Built between 1970 and 1972, with 325 m² of constructed area, the house is figured out with two structured sidewalls, of reinforced concrete, each one sustained by two buttress of the same material. Between these sidewalls, there are disposal ribbed-slabs that covers the completely transversal interspace and creates into the house an internal clearance space.
Organized in half-floor,this house presents at the middle floor the social entry, with an internal garden at its right, and a dinner room, at its left. The dinner room connects to the block containing kitchen and laundry, which is located at the front part of the house, and beside the garage. At the lower floor, eight degrees below of the middle floor, there are living room and a small office – which are extended through the veranda until to encounter the external garden, at the back of the ground -, besides the toilet, a yellow closed circular volume.

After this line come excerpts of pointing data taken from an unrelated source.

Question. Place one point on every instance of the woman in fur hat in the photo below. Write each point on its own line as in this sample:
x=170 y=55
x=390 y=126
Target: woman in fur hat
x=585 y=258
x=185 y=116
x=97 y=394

At the upper floor, eight degrees above the middle floor (social entry), there are bedrooms associated with closets and bathrooms; along the gallery that access the bedrooms, there is a concrete wardrobe that works as a bulkhead, which provides more privacy to the intimate area.
The roof, single and inclined, a waterproof ribbed-slab filled with ceramic bricks, generates different dimensions of highs, creating a great dynamic into the internal space.
This dynamism is accentuated by the natural light, captured from the translucent roof of the internal garden, and where the ribs of the ribbed-slab, not filled, become a concrete pergola.
Few materialsare used in the project, three in particular: reinforced concrete and clay bricks (natural color or painted) at sight and transparent tempered glass.
The house is well maintained and integrate as the pictures reveal, and it is still used as a residence nowadays.
Architect Paulo Bastos past away in 2012, but the studio keeps running with his partners, Architects Nelson Xavier (FAU-USP*, 1984) and Luciane Shoyama (FAAC-UNESP**, 1995), Executive Partners and Heads of Studio. The company’s corporate name was maintained in an effort to preserve the memory and work of its founder, a reference in Brazilian Modernist Architecture.